Evaluating the issue of tropical cyclone weather patterns with available kinetic energy hypothesized as a causal factor, the O’Gorman (2010) research article includes a combination of the Elsner et al (2008), and Donnelly and Woodruff (2007) concepts. O’Gorman posits that the available, or potential kinetic energy created by warming temperatures explains the changing tropical storm patterns in terms of increases in frequency and intensity, but that the relationship between warming temperatures and changing weather patterns cannot be simply explained by warmer SSTs.
The methodology used in the O’Gorman article is observation over a period of approximately one decade combined with an analysis of climate models looking specifically at the relationship between temperatures and available kinetic energy. O”Gorman concludes that there is a direct relationship between temperatures and the trending increase in frequency and intensity of tropical storms, but that the effct is dependent on hemisphere.
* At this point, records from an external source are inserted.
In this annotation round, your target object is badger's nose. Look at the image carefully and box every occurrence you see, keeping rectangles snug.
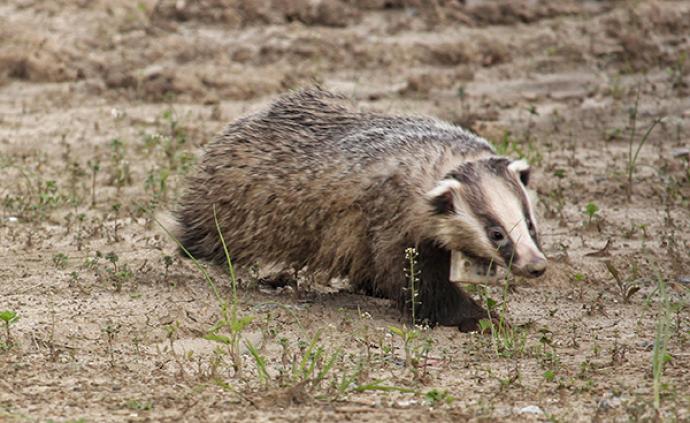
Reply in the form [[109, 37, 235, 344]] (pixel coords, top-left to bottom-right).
[[525, 259, 546, 278]]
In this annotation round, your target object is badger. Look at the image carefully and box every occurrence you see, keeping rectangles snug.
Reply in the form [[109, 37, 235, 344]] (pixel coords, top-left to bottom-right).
[[173, 88, 547, 331]]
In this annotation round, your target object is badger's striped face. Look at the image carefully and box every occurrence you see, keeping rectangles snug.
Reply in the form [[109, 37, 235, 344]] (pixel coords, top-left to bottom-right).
[[428, 157, 546, 277]]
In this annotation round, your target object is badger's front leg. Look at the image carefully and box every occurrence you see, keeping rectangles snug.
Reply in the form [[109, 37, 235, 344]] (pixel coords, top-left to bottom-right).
[[415, 242, 493, 332]]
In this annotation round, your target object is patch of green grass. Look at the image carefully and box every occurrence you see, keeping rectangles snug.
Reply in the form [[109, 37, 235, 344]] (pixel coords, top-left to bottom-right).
[[0, 310, 19, 347], [652, 274, 672, 410]]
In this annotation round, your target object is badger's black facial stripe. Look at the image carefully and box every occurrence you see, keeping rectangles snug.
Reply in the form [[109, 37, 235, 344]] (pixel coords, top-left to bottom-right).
[[446, 157, 541, 265]]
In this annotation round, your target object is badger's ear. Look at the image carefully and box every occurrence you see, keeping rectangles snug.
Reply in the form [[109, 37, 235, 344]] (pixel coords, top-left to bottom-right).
[[426, 179, 460, 214], [508, 160, 531, 186]]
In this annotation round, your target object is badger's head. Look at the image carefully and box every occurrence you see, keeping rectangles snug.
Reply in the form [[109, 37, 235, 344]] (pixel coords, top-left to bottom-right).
[[427, 157, 546, 282]]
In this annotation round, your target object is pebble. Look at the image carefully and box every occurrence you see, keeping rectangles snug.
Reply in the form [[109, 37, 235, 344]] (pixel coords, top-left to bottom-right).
[[518, 405, 544, 414]]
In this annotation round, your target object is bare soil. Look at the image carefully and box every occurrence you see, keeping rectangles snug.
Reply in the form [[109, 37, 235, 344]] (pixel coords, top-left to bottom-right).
[[0, 0, 690, 422]]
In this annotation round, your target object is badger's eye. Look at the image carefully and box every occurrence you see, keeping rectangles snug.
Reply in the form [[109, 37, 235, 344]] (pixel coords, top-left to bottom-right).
[[489, 228, 506, 243]]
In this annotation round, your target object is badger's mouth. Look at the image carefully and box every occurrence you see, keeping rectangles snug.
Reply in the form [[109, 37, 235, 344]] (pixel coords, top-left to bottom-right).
[[450, 250, 501, 284]]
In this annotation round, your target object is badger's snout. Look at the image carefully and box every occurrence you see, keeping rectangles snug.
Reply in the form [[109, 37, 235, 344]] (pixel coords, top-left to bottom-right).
[[512, 254, 546, 278]]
For example, more intense storms will occur in the Southern Hemisphere throughout the year, whereas in the Northern Hemisphere, the change in storminess will depend on the season. Knutson et al (2010) presents a review of the available research related to tropical cyclone behavior trends and predictions based on climate change. Ultimately, the article summarizes well the need for additional research to examine the causal factors and to develop reliable prediction methods.
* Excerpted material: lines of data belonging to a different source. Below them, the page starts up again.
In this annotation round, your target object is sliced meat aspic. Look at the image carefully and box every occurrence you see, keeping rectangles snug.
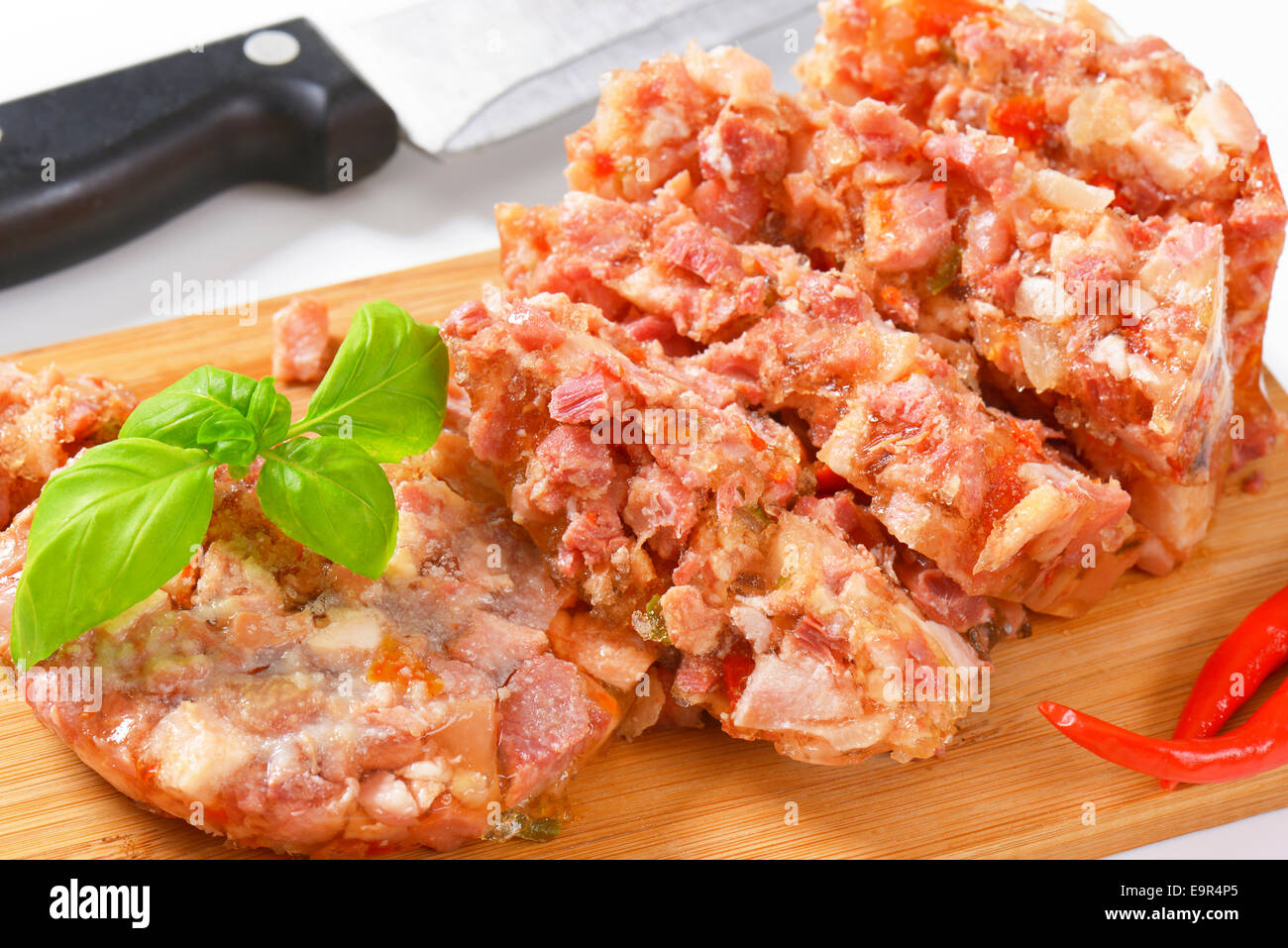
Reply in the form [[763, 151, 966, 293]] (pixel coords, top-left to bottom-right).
[[559, 42, 1237, 572], [799, 0, 1288, 461], [0, 362, 138, 527], [273, 296, 335, 383], [498, 189, 1140, 614], [0, 434, 638, 855], [443, 291, 984, 763]]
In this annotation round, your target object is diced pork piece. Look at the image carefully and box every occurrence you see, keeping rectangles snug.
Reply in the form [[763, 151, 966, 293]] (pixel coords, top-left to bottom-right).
[[0, 362, 138, 527], [721, 514, 988, 764], [799, 0, 1288, 461], [498, 189, 1133, 614], [273, 296, 335, 383], [0, 434, 641, 855], [561, 51, 1239, 562], [443, 291, 984, 763]]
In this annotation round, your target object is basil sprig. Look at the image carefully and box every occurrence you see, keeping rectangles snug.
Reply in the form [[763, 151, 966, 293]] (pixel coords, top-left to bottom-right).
[[9, 300, 447, 666]]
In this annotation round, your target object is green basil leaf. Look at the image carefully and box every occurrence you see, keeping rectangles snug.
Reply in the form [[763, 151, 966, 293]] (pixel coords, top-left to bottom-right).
[[197, 409, 259, 468], [121, 366, 291, 448], [9, 438, 215, 666], [291, 300, 447, 461], [245, 376, 291, 448], [255, 437, 398, 579]]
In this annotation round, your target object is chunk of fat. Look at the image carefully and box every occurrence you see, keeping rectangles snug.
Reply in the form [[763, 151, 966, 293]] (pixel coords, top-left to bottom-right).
[[1127, 110, 1224, 193], [1185, 82, 1261, 154], [975, 484, 1077, 574], [308, 609, 385, 657], [1033, 167, 1115, 211], [145, 700, 255, 799], [1064, 82, 1132, 149], [358, 771, 420, 825]]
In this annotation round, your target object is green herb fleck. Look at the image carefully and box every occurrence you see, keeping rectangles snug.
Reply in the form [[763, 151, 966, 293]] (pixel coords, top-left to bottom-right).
[[926, 244, 962, 296], [631, 593, 671, 645], [488, 810, 563, 842]]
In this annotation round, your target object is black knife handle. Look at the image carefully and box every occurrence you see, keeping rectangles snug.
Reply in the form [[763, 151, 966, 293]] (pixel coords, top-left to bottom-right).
[[0, 20, 398, 287]]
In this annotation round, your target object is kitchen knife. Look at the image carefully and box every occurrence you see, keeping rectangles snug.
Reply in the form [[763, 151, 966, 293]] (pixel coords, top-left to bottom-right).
[[0, 0, 812, 287]]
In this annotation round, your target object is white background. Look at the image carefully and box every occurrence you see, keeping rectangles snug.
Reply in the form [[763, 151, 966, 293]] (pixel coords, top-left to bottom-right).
[[0, 0, 1288, 858]]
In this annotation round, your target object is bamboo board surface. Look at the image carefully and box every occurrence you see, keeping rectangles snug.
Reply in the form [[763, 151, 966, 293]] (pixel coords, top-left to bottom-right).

The article summarizes the current data, supporting the consensus that future projections indicate that climate changes caused by global warming will continue leading to an increase in intensity of tropical cyclones, and a decrease in the frequency of tropical cyclones. From a policy perspective, more reliable prediction models are called for. The Knutson article raises the significant issue within the research that between studies, there is a wide range of variability in the percent increase predicted in terms of intensity of tropical cyclones, as well as the percent decrease predicted in their frequency. To summarize, each of the articles examines whether the frequency and intensity of tropical cyclones may be predicted through the current climate modeling methodology employed by the authors, and if so, to what extent. The consensus of all four articles, despite inter-author differences in methodology and prediction, is that more research is needed in this area, and that the potential impact of changes in frequency and intensity of tropical cyclones is extremely significant in terms of its implications to the global population.
Hypotheses related to causal factors include warmer SSTs (Elsner et al), El Nino and the West African Monsoon’s predicted response to climate change (Donnelly and Wodruff), and available kinetic energy (O’Gorman); however, all authors call for additional research and posit that changes will occur, and will have a significant impact on human populations.